Canaletto was one of the first artists fully to develop the capriccio as a major component in both his painted and his drawn œuvre. His first known painted capricci, in which he combines famous ancient ruins in fantasy settings, date from the 1720s (L. Whitaker, in Canaletto & The Art of Venice, exhib. cat., Royal Collection Trust, London, 2017, p. 129 and p. 259, fig. 51). It was not until the early 1740s, however, that capricci found their way into the artist’s drawings. Like his paintings, these works often combine known architectural elements, from Venice or Padua, for example, and sometimes from ancient monuments, but they are re-arranged and placed in imaginary settings. The increased number of drawn capricci in this period might be explained by the decline in painting commissions; the artist may have attempted to attract a new market.

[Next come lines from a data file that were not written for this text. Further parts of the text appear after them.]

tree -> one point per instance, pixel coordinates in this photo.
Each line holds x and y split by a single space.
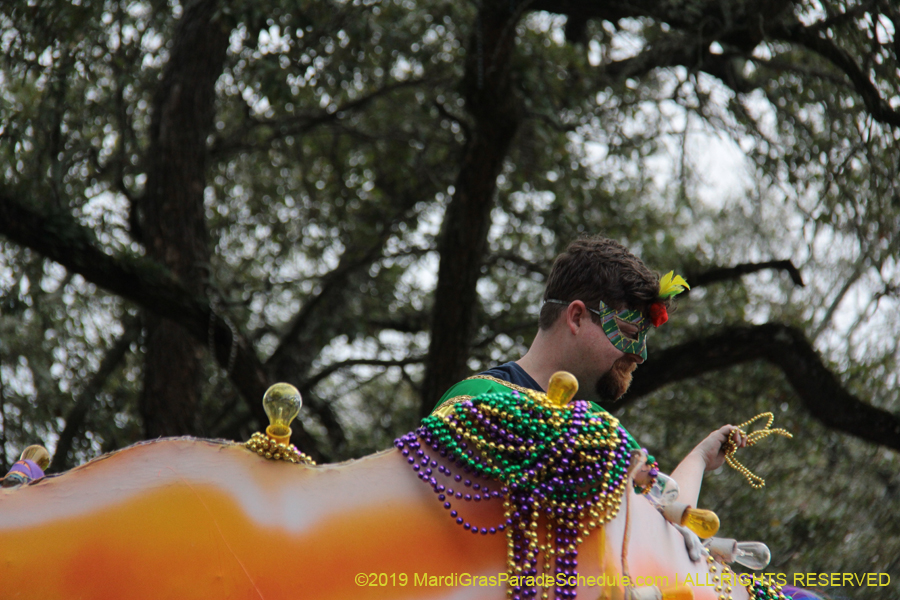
363 198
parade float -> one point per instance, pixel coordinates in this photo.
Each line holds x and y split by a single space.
510 494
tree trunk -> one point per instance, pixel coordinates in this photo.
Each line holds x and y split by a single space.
173 228
494 106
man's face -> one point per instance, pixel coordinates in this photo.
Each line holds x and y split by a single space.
626 329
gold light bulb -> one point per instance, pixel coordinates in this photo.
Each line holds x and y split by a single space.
703 522
651 592
282 404
562 388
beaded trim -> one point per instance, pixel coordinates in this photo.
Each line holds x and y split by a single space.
567 463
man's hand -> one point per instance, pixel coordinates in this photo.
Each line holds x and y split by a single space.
712 449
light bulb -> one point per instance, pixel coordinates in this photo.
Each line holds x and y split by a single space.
703 522
562 388
651 592
753 555
282 403
664 491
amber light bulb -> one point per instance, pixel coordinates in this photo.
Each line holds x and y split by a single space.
282 404
651 592
562 388
703 522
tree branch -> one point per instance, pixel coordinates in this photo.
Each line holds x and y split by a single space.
815 40
299 124
86 398
786 348
718 274
314 380
146 283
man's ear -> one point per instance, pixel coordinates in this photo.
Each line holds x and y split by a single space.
575 315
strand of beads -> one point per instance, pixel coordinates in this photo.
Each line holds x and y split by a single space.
753 438
269 448
565 462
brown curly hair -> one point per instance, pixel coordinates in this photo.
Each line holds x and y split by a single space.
594 269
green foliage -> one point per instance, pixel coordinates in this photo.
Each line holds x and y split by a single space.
340 130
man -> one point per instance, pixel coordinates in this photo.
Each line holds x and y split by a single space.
598 306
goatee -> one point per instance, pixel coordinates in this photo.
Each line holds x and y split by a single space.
615 382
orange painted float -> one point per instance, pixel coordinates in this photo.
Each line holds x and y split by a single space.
188 518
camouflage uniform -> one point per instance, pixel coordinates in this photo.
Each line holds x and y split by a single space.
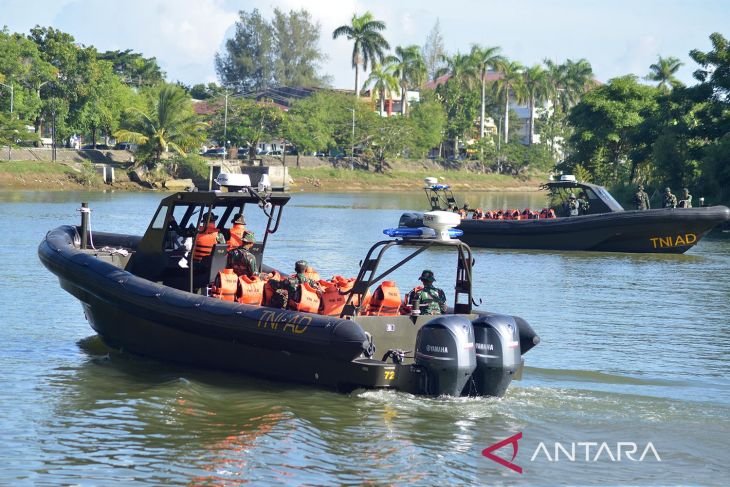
288 286
431 300
669 200
686 201
641 199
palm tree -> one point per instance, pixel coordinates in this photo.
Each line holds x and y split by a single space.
460 68
410 68
370 45
168 124
383 80
537 89
509 84
663 72
484 59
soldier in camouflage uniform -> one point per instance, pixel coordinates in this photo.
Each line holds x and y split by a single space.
287 287
241 260
686 201
641 199
429 299
669 200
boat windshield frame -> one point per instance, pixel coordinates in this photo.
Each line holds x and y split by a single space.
368 276
603 202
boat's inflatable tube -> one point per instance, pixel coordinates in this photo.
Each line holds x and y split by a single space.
108 291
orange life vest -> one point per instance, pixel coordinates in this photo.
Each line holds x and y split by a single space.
308 299
236 239
227 285
385 300
268 290
205 241
251 290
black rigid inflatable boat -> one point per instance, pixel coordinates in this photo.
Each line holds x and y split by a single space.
138 298
603 226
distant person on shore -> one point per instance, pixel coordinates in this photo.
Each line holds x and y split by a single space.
584 203
669 200
686 201
641 199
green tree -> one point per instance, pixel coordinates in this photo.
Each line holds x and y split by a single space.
410 69
133 68
609 123
537 89
247 62
297 56
369 45
168 123
508 85
485 59
383 81
433 51
429 122
663 72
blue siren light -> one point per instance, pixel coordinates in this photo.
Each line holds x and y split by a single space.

In contrast to Canaletto’s accurate topographical views, his capricci show a highly imaginative and dreamy world. As described by Whitaker these scenes are ‘populated with figures oblivious to their venerable but dilapidated surrounding, creating a contrast between the lofty realms of the ancient past and the mundane present’ (ibid., p. 259). While imaginary, Canaletto’s capricci are in fact constructed very carefully. This is attested by a sketch in black chalk and pen and brown ink, measuring 20 x 28.5 cm and showing the same composition, now in the Fogg Art Museum (inv. 1932.332). That drawing is most likely a study for the present sheet, as first suggested by Constable (op. cit., no. 711, ill.). In the Fogg study Canaletto broadly laid out the composition, but it was only fully developed and finished in the present sheet; the trees and the figures on the monument, for example, are absent in the Fogg study. Despite the careful construction of the sheet, it does not lack Canaletto’s spontaneous treatment. On the contrary, the loosely applied grey washes, the curly lines in brown ink in combination with the white of the paper create a fresh and lively composition -- characteristics that are typical of the artist's mature period.

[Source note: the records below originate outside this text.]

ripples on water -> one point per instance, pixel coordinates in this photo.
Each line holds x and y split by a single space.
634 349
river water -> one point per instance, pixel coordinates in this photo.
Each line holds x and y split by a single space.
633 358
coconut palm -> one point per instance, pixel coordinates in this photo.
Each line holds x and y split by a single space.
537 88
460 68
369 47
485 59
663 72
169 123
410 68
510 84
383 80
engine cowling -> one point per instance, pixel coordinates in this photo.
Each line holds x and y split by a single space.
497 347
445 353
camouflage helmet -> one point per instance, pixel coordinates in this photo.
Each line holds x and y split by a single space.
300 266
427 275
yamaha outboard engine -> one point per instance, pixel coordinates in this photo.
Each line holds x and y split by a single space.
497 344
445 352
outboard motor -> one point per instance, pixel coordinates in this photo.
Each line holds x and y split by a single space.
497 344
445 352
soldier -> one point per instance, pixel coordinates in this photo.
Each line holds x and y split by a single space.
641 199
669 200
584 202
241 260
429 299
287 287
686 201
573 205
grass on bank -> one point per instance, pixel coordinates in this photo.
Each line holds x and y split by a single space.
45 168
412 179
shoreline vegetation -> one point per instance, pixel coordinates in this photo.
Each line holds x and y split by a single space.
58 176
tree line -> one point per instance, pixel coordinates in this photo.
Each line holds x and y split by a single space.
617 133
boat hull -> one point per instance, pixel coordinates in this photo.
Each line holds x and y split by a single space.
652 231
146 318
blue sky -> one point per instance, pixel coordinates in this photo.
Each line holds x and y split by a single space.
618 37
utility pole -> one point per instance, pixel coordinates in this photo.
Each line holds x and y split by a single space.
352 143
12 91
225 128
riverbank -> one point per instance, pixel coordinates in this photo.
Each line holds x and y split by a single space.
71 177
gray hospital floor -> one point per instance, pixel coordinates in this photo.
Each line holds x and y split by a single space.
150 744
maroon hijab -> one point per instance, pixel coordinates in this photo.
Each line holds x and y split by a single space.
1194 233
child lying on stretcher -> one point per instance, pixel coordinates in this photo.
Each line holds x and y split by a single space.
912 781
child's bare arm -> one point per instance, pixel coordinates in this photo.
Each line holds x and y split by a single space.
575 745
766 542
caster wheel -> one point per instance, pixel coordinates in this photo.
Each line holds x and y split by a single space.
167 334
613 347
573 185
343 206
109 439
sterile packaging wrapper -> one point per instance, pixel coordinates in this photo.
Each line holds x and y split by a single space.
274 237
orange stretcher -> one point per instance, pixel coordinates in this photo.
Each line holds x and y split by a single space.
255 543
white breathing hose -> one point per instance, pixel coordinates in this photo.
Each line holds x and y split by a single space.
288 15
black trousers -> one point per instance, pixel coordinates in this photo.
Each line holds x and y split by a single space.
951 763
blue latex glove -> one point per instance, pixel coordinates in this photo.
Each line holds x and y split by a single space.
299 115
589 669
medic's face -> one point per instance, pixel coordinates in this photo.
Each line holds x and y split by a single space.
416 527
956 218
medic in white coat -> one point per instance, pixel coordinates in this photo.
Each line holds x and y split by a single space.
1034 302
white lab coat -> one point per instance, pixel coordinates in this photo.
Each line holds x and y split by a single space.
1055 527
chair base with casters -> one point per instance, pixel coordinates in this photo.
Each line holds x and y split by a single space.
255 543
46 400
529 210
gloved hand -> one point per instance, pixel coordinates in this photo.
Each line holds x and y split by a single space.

Canaletto's capricci often show compositions with strong diagonal features, as is the case here, where the viewer is drawn into the composition via the ancient monument to the left, before the eye is drawn to the water-mill in the background. Similarly constructed compositions can be found in two drawings, also comparable in size and technique, in the Victoria & Albert Museum (inv. CAI.421 and CAI.423). Another closely comparable sheet, measuring 24 x 38.7 cm, can be found in the British Museum (inv. 1910,0212.24). A sheet that shares its vibrant quality, original composition and technique with the present drawing, is in the Kupferstichkabinett, Berlin (inv. KdZ 4615; Constable, op. cit., no. 699, ill.) and Anna Bozena Kowalczyk considers this one of the artist's drawn masterpieces from 1760-1765 (A. Bozena Kowalczyk, Canaletto: Rome, Londres, Venise. Le triomphe de la lumière, exhib. cat., Aix-en-Provence, Hotel de Caumont, 2015, no. 39). She has pointed out that both sheets are heightened with white, a technique that Canaletto occasionally used between 1760 and 1766, particularly in the Doge's festival series from 1763-1766. As the present drawing is so close in technique to those drawings added to the fact that it shows Venetian terraferma and lagoon motives, she suggests that the drawing could possibly be dated to 1763-1766.
We are grateful to Charles Beddington and to Anna Bozena Kowalczyk for confirming the attribution after inspecting the drawing in person and for their assistance in cataloguing it.